If you can afford to do everything then great, but most of us outside the critical systems sector (for schedule or resource reasons) can't, so for the approach to become widespread and improve code quality generally then the question is what do I do this instead of, and how do we quantify when is it a net win? Where might it be useful outside the mission critical space and can/will it help us all build better software generally?
Since this case had an opportunity to do that, reviewing a practical scale system in a controlled setting, and give us some concrete comparison metrics against alternate techniques, then the large overhead caveats, given the OP "Science wins, Yay!" post & extract was a fairly disappointing read (It actually reminded me slightly of the points made in Greg Wilson's excellent "What We Actually Know..." talk at http://vimeo.com/9270320 [vimeo.com]). So whilst I'll spin up & play with the Isabelle/HOL tool for a bit, it's unlikely to make it into the day job as a result.
(Score: 0) by Anonymous Coward on Sunday August 03 2014, @05:32PM
However my interest is that: from a practical perspective of writing software many (most?) of us will be trading finite time and effort for (some given metric of) quality in (non-safety critical) applications.
Think of it as full-employment for developers even in the face of 3rd world countries flooding the labor market.

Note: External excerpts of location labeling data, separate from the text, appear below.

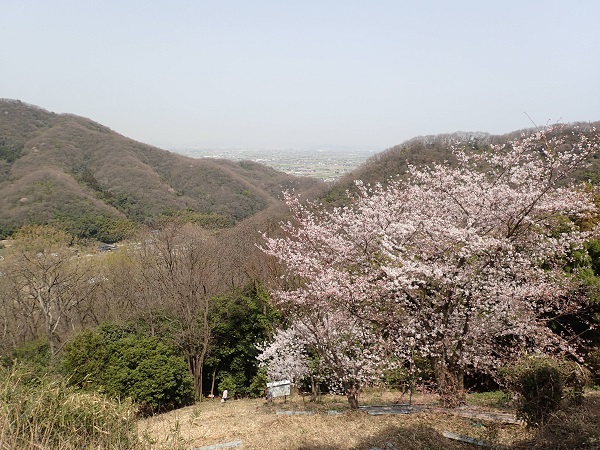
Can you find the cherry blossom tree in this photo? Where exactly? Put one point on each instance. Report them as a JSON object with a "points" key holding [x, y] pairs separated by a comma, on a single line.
{"points": [[328, 345], [461, 265]]}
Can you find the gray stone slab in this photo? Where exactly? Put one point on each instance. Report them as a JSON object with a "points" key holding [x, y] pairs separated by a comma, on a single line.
{"points": [[218, 446]]}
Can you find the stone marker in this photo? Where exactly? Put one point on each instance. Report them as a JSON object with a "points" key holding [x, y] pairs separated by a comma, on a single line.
{"points": [[217, 446]]}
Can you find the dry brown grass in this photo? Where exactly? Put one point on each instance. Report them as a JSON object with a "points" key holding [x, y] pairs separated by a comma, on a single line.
{"points": [[258, 425]]}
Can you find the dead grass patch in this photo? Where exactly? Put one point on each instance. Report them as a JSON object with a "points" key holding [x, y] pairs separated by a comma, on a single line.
{"points": [[256, 423]]}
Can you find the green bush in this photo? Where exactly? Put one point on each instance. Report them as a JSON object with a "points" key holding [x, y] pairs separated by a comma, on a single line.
{"points": [[37, 411], [540, 384], [121, 364]]}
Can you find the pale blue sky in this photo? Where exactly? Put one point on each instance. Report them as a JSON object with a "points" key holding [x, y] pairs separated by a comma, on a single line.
{"points": [[293, 74]]}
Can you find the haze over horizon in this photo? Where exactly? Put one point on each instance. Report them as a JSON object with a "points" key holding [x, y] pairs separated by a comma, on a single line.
{"points": [[235, 74]]}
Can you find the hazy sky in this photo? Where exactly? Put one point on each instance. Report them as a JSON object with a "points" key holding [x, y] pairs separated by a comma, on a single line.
{"points": [[291, 74]]}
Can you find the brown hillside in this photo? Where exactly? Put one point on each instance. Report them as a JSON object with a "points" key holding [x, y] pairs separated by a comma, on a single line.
{"points": [[61, 167], [426, 150]]}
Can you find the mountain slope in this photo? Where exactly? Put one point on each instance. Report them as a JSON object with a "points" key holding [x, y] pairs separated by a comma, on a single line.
{"points": [[61, 167], [425, 150]]}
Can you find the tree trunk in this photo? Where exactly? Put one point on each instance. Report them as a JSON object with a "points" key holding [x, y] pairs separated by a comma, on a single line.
{"points": [[450, 383], [195, 367], [212, 383], [351, 389]]}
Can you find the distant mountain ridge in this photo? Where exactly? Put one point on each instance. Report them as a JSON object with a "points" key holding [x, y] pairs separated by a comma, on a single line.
{"points": [[425, 150], [69, 169]]}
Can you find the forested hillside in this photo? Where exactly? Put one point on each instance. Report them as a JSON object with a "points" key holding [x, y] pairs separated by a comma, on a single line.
{"points": [[68, 170], [427, 150]]}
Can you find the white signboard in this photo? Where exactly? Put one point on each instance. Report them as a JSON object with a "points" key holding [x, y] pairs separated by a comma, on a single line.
{"points": [[279, 388]]}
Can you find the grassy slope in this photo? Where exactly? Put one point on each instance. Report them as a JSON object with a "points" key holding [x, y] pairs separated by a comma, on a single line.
{"points": [[256, 423]]}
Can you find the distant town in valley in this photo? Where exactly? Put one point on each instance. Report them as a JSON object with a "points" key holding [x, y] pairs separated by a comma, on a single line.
{"points": [[326, 164]]}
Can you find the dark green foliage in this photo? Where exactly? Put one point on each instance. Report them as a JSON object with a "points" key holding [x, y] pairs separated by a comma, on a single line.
{"points": [[95, 172], [241, 320], [103, 228], [540, 383], [117, 361]]}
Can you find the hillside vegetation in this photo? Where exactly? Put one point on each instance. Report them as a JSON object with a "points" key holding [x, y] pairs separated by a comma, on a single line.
{"points": [[436, 149], [61, 168]]}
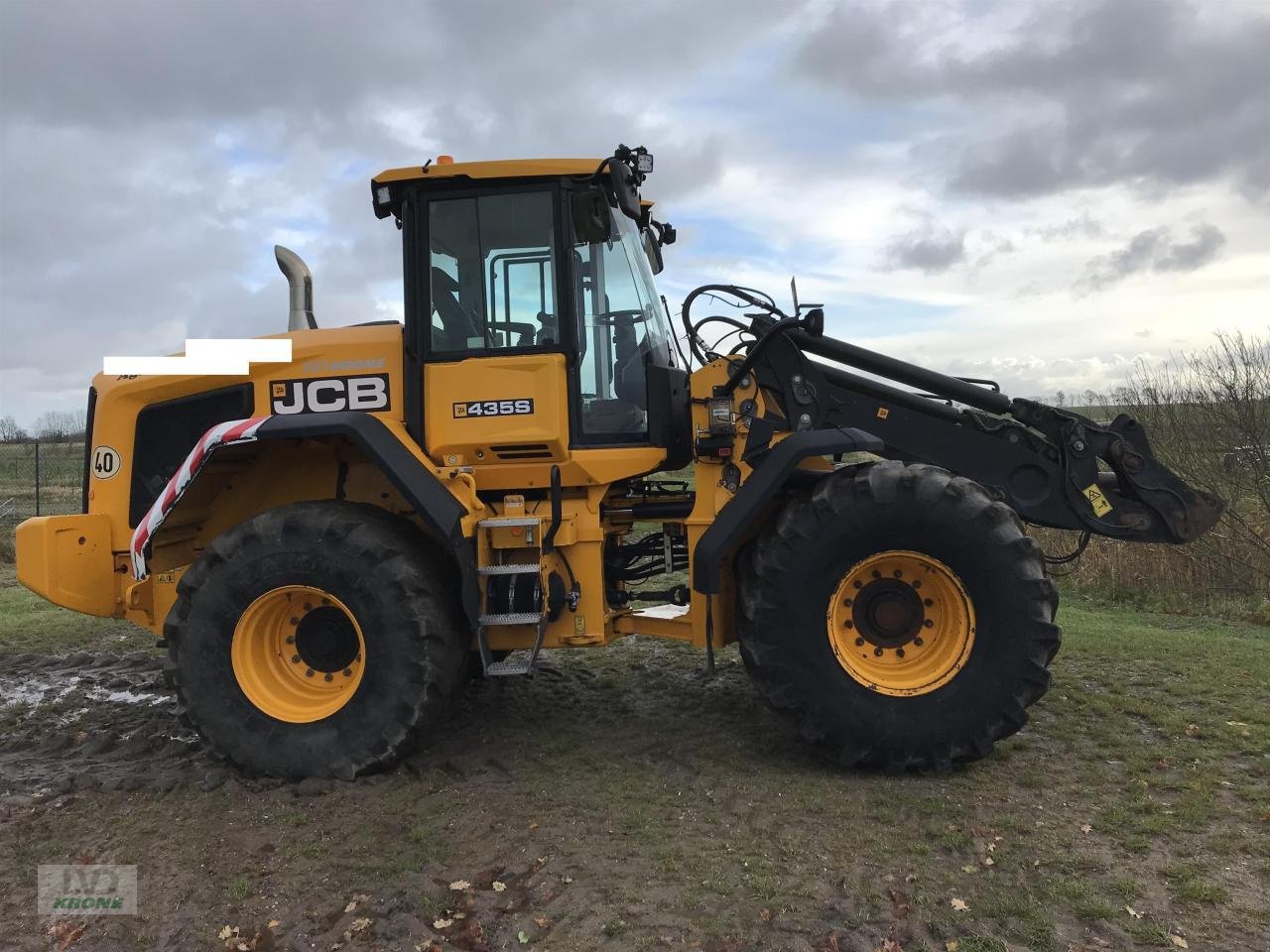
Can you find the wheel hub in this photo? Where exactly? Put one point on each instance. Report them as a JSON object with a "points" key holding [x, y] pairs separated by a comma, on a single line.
{"points": [[298, 654], [901, 624], [888, 613]]}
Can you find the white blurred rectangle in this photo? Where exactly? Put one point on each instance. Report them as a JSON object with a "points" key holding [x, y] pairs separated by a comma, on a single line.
{"points": [[208, 357]]}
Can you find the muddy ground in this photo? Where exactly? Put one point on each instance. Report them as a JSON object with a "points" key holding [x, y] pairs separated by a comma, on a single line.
{"points": [[626, 800]]}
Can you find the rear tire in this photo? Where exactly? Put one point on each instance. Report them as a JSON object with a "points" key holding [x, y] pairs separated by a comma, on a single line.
{"points": [[376, 592], [810, 660]]}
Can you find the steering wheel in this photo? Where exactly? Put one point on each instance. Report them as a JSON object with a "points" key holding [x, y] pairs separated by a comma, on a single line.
{"points": [[635, 315]]}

A tedious, boring as hell employment, but a job's a job.
(Score: 2) by maxwell demon on Sunday August 03 2014, @04:53PM
Did they also prove the correctness of the proof script?
Anyway, the whole point of a microkernel is to minimize the code it consists of, by minimizing its responsibilities. Which also means you minimize the future changes that will be necessary for that code.

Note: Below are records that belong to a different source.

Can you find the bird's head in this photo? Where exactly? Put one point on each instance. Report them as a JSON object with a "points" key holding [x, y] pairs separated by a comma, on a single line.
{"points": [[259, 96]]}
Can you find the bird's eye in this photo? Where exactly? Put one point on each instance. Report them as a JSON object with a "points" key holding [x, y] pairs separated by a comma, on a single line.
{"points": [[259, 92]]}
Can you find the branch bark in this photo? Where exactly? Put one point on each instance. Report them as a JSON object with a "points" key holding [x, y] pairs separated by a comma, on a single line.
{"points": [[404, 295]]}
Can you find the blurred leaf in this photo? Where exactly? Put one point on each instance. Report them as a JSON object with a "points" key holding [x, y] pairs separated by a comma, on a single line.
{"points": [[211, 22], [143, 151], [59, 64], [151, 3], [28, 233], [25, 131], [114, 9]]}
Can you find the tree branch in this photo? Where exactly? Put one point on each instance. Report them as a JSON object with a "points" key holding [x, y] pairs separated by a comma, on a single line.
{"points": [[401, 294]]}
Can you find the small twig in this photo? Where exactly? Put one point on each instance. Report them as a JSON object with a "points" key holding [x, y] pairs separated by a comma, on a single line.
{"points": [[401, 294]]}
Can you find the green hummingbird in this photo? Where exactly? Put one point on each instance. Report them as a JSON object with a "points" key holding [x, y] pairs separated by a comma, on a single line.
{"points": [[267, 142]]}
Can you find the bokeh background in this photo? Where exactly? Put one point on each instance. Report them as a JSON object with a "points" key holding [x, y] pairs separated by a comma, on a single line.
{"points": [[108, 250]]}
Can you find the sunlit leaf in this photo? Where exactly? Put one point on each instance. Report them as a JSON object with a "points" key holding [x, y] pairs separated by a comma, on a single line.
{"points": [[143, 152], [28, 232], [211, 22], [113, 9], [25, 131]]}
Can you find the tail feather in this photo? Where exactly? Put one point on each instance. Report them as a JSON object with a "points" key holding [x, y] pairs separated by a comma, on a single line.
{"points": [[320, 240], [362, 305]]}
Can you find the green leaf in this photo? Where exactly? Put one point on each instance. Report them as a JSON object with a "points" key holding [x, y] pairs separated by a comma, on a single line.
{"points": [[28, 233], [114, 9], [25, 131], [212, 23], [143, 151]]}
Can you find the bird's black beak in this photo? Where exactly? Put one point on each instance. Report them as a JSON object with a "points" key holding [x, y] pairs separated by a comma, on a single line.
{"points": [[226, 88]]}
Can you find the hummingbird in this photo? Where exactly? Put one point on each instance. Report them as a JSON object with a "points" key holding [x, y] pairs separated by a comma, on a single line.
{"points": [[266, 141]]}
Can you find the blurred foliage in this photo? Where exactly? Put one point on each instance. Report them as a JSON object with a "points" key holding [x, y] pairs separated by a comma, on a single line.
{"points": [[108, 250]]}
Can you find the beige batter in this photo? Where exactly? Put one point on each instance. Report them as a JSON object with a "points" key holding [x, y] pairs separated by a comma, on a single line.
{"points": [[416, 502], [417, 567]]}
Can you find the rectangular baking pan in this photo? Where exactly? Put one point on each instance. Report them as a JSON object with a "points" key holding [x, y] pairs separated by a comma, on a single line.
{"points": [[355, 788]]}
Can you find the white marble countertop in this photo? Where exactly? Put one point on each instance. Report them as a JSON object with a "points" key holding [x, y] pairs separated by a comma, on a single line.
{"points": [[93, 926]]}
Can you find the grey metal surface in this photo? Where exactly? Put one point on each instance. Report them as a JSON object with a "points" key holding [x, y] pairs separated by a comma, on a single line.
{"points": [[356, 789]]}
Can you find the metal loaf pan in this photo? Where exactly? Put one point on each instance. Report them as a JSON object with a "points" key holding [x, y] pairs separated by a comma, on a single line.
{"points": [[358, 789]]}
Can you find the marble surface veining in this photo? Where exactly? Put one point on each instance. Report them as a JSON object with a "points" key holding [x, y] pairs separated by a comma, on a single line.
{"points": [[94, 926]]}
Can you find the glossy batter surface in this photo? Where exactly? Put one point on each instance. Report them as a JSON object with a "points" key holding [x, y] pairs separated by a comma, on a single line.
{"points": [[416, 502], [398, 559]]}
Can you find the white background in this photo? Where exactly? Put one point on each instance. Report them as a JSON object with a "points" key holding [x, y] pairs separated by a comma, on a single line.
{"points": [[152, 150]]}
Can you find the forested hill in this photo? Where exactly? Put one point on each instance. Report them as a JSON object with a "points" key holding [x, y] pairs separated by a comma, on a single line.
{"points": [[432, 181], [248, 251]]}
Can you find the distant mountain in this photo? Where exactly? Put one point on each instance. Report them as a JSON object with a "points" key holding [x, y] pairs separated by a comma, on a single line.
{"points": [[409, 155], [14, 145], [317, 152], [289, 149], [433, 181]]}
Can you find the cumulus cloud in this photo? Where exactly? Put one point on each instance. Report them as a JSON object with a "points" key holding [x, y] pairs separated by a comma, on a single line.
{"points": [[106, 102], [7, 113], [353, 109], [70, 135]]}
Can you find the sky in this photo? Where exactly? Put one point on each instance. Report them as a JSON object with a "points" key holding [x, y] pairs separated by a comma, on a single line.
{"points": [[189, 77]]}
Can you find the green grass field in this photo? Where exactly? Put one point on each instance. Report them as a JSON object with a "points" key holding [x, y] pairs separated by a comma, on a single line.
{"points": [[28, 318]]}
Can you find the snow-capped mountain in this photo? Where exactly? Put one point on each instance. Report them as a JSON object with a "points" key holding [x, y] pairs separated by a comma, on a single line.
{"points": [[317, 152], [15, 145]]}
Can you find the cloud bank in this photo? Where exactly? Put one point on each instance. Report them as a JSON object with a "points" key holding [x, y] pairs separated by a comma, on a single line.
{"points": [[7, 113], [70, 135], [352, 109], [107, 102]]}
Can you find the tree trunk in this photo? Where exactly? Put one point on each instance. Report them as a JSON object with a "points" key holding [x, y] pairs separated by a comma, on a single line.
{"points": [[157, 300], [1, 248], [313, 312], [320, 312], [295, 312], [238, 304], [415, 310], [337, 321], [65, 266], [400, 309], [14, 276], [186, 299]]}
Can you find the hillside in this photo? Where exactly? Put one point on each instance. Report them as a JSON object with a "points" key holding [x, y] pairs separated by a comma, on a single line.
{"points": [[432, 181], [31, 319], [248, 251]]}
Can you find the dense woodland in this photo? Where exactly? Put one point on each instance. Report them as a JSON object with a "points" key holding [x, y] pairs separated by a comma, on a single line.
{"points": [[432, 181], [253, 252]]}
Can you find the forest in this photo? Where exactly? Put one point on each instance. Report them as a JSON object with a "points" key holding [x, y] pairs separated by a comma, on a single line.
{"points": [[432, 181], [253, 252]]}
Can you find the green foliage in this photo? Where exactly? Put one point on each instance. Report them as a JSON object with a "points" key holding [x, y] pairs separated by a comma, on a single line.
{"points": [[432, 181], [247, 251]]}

The Tao of math: The numbers you can count are not the real numbers.
(Score: 0) by Anonymous Coward on Sunday August 03 2014, @06:03PM
The old rule of thumb is that the proof is just as complex as the code, so just as likely to contain errors. That's why people have a hard time getting enthusiastic about "proofs". Has something magically changed recently?
(Score: 1) by cpghost on Sunday August 03 2014, @07:31PM
This is awesome! I've used L4Ka::Pistachio [l4ka.org] once, and I really liked it. A formally verified kernel is even better!
Cordula's Web. http://www.cordula.ws/
(Score: 0) by Anonymous Coward on Monday August 04 2014, @05:24PM
Interesting to watch the next generation of concepts in system design meet real world integration.